One element that always comes out, but in a more incidental fashion is how inconspicuous the event itself was. The innkeeper was clueless. Even the king could not figure out how to find a miracle child. Mary didn’t know what this message meant in its entirety. The scent of Nazareth threw the religious scholars off the trail and disqualified Jesus in their minds from being the Messiah. The announcements to Zechariah and Mary and Joseph were all private and without fanfare or corroborating witnesses. And, aside from the Bible record of nine days- the day of His birth through the circumcision on the eighth day- accompanying historic evidence is non-existent. It seems like God acted incognito.
That is part but not the complete story. There was enough of the obvious and noticeable to give clear testimony to the event and its importance. Let me remind us that the Bible record is clear and this story has circled the globe thousands of times over. That is not the sign of anonymity. The angels did appear and in pretty impressive fashion. The shepherds saw a chorus of a lifetime- as a group. The heavens changed during that time. Simeon and Anna (Luke 2) gave clarity to all who would stop long enough and cared enough to listen. The wisemen from the east came a long way and saw what they came to see. In other words, God was not hiding himself at that time.

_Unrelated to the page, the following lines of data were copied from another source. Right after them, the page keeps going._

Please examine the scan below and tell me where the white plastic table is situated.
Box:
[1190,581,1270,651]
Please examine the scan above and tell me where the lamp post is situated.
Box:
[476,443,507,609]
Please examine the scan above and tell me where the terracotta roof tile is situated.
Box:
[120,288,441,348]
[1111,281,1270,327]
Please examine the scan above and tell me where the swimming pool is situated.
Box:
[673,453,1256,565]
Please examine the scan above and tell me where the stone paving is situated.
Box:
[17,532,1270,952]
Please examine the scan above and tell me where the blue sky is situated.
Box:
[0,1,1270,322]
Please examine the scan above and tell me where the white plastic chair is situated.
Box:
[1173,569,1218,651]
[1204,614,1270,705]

But, this is and has always been the nature of God. He is paradoxically inconspicuous and obvious. He can send plagues to destroy a nation, part water for His people or feed 5,000 people with a boy’s lunch. There were believers in each of these stories and unbelievably even more unbelievers in each of them. As Jesus quoted Isaiah, “You will be ever hearing but never understanding. . .” (Matthew 13:14). And, as Abraham told a rich man in Jesus’ parable, “If they do not listen to Moses and the prophets, they will not be convinced even if someone is raised from the dead” (Luke 16:31). When God was most obvious, people were not impressed or convinced.
Apparently, even when God is quite loud, there is enough deafness in people to miss His voluminous presence. It is a faith issue. God knows that he can be conspicuous, but that doesn’t necessarily result in belief. But, he also seems to convey that if he can be obvious enough for people of faith to see and believe, then that is the right balance of being obvious and inconspicuous.

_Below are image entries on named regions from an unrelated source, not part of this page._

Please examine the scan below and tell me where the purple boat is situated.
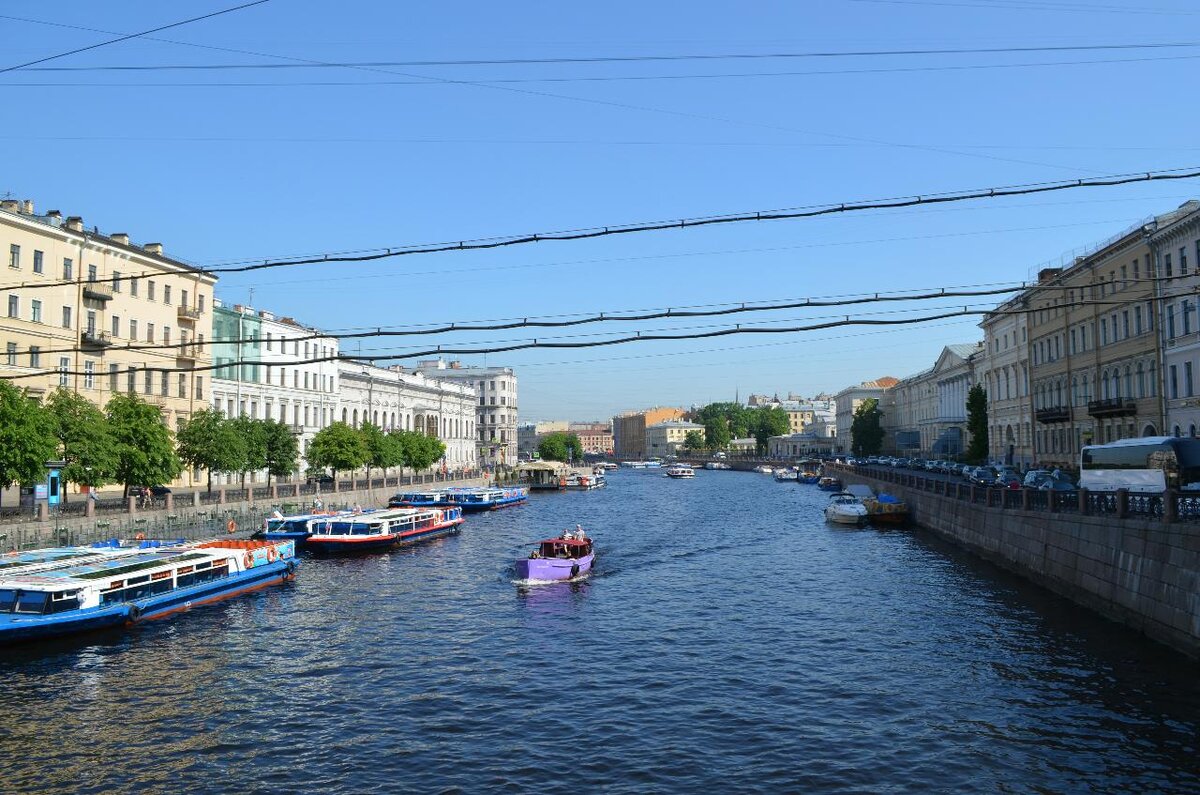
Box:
[517,530,595,581]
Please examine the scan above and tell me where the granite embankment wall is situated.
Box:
[839,468,1200,657]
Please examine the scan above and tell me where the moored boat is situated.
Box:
[824,491,868,525]
[516,526,595,581]
[308,508,463,555]
[0,539,296,645]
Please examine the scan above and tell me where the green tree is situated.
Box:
[850,398,883,455]
[0,381,56,501]
[104,394,182,496]
[750,406,792,455]
[538,432,583,461]
[262,419,300,486]
[176,408,246,491]
[967,384,988,464]
[359,423,404,480]
[229,414,266,489]
[308,423,367,478]
[389,431,446,472]
[46,387,116,502]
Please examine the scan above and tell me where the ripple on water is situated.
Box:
[0,471,1200,794]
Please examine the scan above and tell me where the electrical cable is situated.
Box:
[0,166,1200,292]
[0,0,271,74]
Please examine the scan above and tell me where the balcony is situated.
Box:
[1087,398,1138,418]
[79,329,113,348]
[1033,406,1070,423]
[83,281,113,301]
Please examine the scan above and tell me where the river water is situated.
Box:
[0,471,1200,794]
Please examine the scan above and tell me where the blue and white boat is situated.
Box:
[0,539,296,646]
[308,508,462,555]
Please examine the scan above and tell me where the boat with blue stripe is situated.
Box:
[0,539,296,647]
[308,508,463,555]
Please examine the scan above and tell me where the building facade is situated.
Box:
[612,406,686,460]
[336,361,477,471]
[1150,202,1200,436]
[646,419,704,459]
[212,300,338,477]
[416,359,517,466]
[0,199,216,482]
[979,295,1033,468]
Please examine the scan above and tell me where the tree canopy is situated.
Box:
[967,384,989,464]
[850,398,883,455]
[538,431,583,461]
[104,394,182,494]
[0,381,56,488]
[308,423,367,477]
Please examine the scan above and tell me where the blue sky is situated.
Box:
[0,0,1200,419]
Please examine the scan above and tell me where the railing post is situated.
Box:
[1163,489,1180,524]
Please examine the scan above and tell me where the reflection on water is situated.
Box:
[0,471,1200,793]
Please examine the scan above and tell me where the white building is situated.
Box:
[337,361,479,470]
[416,359,517,466]
[211,300,338,482]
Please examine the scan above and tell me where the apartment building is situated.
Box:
[1150,201,1200,436]
[0,199,216,439]
[979,294,1032,467]
[211,299,338,478]
[1025,205,1195,467]
[416,359,517,466]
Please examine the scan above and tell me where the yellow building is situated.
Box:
[0,201,216,439]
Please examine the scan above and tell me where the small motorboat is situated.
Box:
[516,525,595,582]
[826,491,870,525]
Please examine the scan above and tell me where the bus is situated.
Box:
[1079,436,1200,492]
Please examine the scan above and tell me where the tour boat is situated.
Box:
[516,528,595,581]
[826,491,869,525]
[308,508,462,555]
[388,489,450,508]
[0,539,296,646]
[446,486,529,513]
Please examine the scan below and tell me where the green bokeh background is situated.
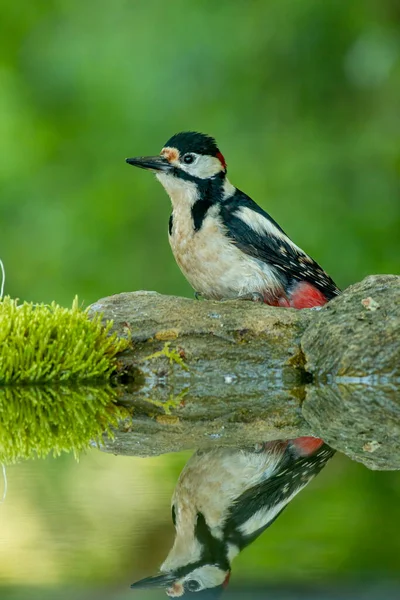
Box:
[0,0,400,586]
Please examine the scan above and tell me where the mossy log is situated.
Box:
[90,275,400,469]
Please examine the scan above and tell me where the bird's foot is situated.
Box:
[237,292,264,304]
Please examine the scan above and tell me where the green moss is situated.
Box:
[143,342,189,371]
[0,385,128,463]
[0,296,129,384]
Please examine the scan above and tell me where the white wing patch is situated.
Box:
[235,206,305,255]
[239,482,302,536]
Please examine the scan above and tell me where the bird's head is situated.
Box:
[131,564,231,600]
[126,131,226,200]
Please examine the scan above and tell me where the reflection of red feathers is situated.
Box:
[276,281,328,308]
[289,281,327,308]
[290,437,324,456]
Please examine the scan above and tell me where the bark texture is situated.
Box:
[91,275,400,469]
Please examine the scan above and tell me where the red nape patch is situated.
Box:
[290,281,327,308]
[290,437,324,456]
[222,571,231,589]
[216,152,226,170]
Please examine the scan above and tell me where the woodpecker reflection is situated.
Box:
[131,437,334,598]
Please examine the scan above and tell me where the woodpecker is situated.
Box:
[126,131,339,309]
[131,437,334,598]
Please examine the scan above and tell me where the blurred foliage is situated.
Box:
[0,0,400,597]
[0,0,400,303]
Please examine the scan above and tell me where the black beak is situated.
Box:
[125,156,173,172]
[131,573,176,590]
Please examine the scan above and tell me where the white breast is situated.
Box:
[170,205,279,300]
[157,173,280,300]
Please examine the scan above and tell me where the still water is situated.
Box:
[0,432,400,600]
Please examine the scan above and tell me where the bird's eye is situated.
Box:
[183,154,194,165]
[185,579,200,592]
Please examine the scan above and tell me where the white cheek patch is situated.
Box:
[156,173,198,208]
[180,154,223,179]
[235,206,305,254]
[223,177,236,200]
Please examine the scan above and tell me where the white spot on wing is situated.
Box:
[235,206,305,254]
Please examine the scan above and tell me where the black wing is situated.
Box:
[220,190,340,300]
[225,444,335,549]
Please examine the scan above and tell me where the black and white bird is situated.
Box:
[126,132,339,308]
[131,437,334,598]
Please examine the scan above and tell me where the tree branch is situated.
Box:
[91,275,400,469]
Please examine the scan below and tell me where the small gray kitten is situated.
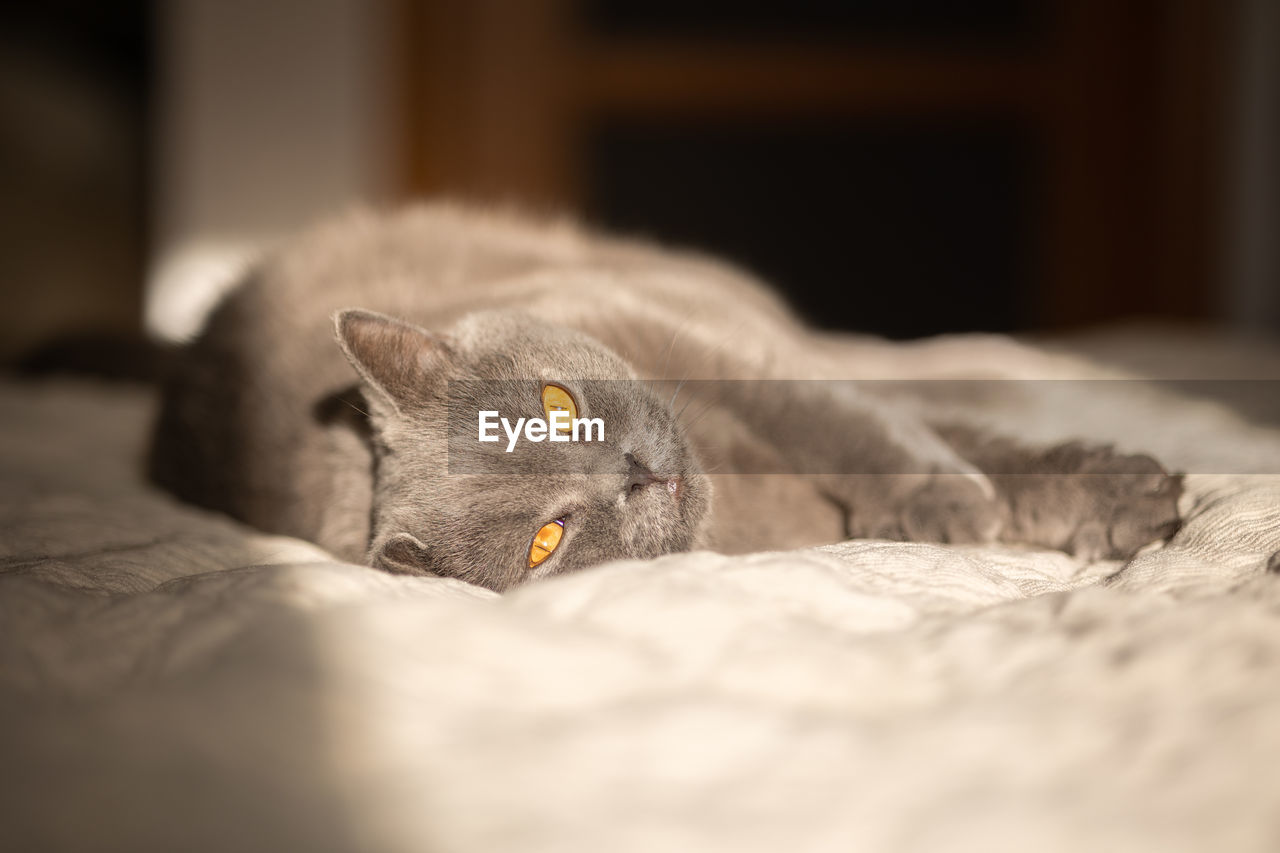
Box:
[150,204,1180,590]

He is attempting to show us how to live- free from pride and self-advancement. Satan tempted Jesus with the loud and proud. He was not biting. And, he doesn’t want us to either. He performed miracles, drew crowds, amazed people with his wisdom. These were obvious enough of His power and authority. He also slid away to quiet places, told people not to tell others who He was and refused to leverage His power when it would have done Him the most good on His dying day. He remained somewhat inconspicuous in these instances. Those seemingly contrary characteristics are not contrary at all. He longed for people to understand who He is. He also wanted people to believe and follow not for what they might get, but for how they might live. He modeled the life of humility and shook the heavens in the process.
It is the same with the Holy Spirit. He put on quite a display at Pentecost (Acts 2) and in Cornelius’s house (Acts 10) and in Ephesus (Acts 19). We have no doubt about His ability. He lit Stephen’s face up, overwhelmed believers with His baptism and gave us the gifts we have. Yet, for the most part, people then and now have a difficult time discerning what the Spirit is up to in their lives on a day by day basis. He makes himself obvious at times and we know when we see Him. Yet, he remains inconspicuous for the most part in this world allowing the doubters to doubt and the haters to hate. He is altogether unbelievable to most folks in the world.

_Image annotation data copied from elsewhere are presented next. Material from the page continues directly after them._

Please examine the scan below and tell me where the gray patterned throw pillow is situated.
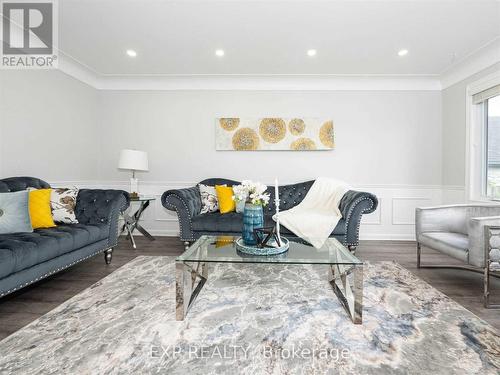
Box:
[50,188,78,224]
[0,190,33,234]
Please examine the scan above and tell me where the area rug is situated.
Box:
[0,256,500,374]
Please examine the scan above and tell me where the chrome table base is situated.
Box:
[175,261,208,320]
[120,200,155,249]
[328,264,363,324]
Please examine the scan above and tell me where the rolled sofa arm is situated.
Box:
[339,190,378,246]
[468,216,500,268]
[75,189,130,247]
[161,186,201,241]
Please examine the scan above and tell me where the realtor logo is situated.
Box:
[1,0,58,69]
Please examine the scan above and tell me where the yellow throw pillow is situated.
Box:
[29,189,56,229]
[215,185,236,214]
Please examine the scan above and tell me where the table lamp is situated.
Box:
[118,150,149,198]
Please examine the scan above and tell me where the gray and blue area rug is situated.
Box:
[0,256,500,374]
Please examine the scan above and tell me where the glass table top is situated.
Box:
[176,236,363,265]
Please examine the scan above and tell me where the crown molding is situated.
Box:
[94,75,441,91]
[441,37,500,90]
[54,37,500,91]
[58,54,441,91]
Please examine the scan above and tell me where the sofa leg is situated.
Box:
[417,242,422,268]
[104,248,113,264]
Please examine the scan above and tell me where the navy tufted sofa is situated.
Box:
[0,177,130,297]
[161,178,378,250]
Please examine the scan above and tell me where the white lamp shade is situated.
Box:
[118,150,149,171]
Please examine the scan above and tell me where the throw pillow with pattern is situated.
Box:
[198,184,225,214]
[50,188,78,224]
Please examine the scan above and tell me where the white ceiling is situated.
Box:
[59,0,500,75]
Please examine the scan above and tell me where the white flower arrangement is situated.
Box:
[233,180,269,206]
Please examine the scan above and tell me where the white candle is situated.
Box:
[274,178,281,246]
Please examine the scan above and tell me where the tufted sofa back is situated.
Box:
[0,177,50,193]
[200,178,314,215]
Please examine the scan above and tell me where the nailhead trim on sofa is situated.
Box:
[0,177,130,297]
[162,178,378,246]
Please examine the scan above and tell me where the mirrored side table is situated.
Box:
[120,197,156,249]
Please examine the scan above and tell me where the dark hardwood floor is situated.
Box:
[0,237,500,339]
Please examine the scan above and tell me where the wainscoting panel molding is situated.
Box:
[51,181,454,240]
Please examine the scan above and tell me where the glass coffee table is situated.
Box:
[175,236,363,324]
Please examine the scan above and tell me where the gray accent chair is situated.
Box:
[0,177,130,297]
[161,178,378,251]
[415,204,500,308]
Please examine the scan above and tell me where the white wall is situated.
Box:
[94,91,442,239]
[100,91,441,185]
[442,63,500,203]
[0,70,101,181]
[0,71,443,239]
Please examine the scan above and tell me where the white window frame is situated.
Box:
[465,72,500,202]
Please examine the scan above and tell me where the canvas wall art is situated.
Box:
[215,117,335,151]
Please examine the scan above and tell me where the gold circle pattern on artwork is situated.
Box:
[219,118,240,132]
[259,118,286,143]
[288,118,306,135]
[233,128,259,151]
[319,121,335,148]
[290,138,316,151]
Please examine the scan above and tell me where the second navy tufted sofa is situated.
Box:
[161,178,378,250]
[0,177,130,297]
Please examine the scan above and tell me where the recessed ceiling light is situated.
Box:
[127,49,137,57]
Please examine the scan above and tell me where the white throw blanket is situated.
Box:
[273,177,349,249]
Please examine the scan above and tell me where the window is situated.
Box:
[482,95,500,199]
[464,75,500,201]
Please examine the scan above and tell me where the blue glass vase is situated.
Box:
[242,203,264,246]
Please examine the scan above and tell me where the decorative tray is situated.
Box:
[236,237,290,255]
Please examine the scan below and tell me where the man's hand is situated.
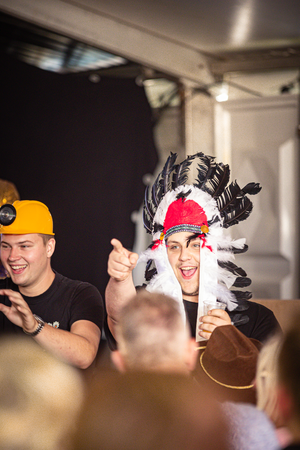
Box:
[107,239,138,281]
[0,289,38,333]
[198,309,231,339]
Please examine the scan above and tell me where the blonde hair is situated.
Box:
[0,336,83,450]
[116,290,190,370]
[256,334,282,426]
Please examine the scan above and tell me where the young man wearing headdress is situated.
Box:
[106,153,279,348]
[0,200,104,369]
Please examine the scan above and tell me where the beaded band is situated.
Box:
[23,314,45,336]
[200,352,254,389]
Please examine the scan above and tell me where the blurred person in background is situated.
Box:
[255,334,291,447]
[72,371,230,450]
[0,336,84,450]
[112,289,196,375]
[195,325,280,450]
[277,315,300,450]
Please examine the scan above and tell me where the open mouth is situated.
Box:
[10,264,27,275]
[180,267,197,280]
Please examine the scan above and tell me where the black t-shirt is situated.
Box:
[183,300,280,342]
[0,272,104,334]
[104,286,280,350]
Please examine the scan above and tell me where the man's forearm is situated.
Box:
[105,275,136,335]
[33,321,101,369]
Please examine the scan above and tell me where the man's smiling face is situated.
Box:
[167,231,201,302]
[1,234,54,293]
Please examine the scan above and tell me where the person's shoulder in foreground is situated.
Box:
[222,402,280,450]
[0,200,103,368]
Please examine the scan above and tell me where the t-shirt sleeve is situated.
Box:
[70,283,104,330]
[229,301,281,342]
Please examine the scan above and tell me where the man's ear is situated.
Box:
[277,384,294,425]
[111,350,126,373]
[185,338,198,372]
[46,238,56,258]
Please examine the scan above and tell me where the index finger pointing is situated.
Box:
[110,238,124,253]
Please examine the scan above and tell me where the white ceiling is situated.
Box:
[0,0,300,97]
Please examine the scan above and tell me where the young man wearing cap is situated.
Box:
[106,153,279,348]
[0,200,103,369]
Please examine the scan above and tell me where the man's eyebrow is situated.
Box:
[1,240,33,247]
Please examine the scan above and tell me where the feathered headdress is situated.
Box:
[140,153,261,342]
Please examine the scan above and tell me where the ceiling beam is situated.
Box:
[0,0,214,85]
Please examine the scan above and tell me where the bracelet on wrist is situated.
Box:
[23,314,45,336]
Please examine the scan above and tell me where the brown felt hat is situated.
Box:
[194,325,262,404]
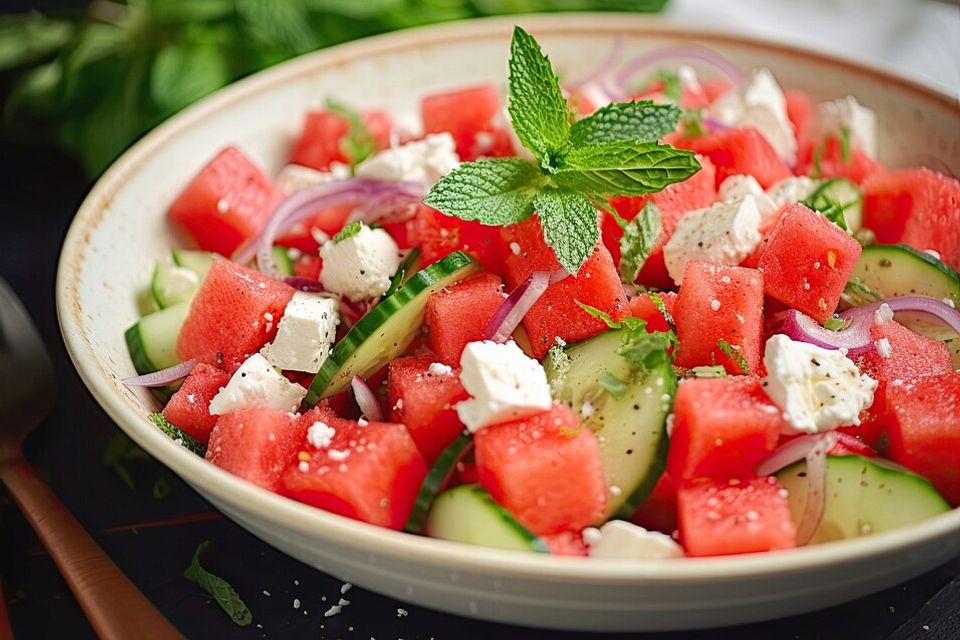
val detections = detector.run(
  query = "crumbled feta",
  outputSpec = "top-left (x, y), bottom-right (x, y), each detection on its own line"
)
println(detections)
top-left (707, 68), bottom-right (797, 165)
top-left (663, 195), bottom-right (761, 284)
top-left (819, 96), bottom-right (877, 158)
top-left (583, 520), bottom-right (683, 559)
top-left (210, 353), bottom-right (307, 416)
top-left (354, 133), bottom-right (460, 186)
top-left (277, 162), bottom-right (350, 194)
top-left (260, 291), bottom-right (340, 373)
top-left (320, 225), bottom-right (401, 300)
top-left (456, 340), bottom-right (552, 432)
top-left (763, 335), bottom-right (877, 434)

This is the way that the Son of God entered our world. He was obvious to the people who needed to understand and to some bystanders who were willing to listen to God (shepherds, Anna and Simeon). He was just another baby born into a cruel and hopeless world to others and a threat to a power-hungry king. This is not a central theme to the Advent. But, it is a common way that God presents Himself throughout history, Advent included. For those of us who have eyes to see, we see Him obviously. There is nothing inconspicuous about Him. To others, they can’t understand how Jesus stole Christmas from Santa Claus. He is altogether inconspicuous to them- a hard-to-believe tale indeed. How about you?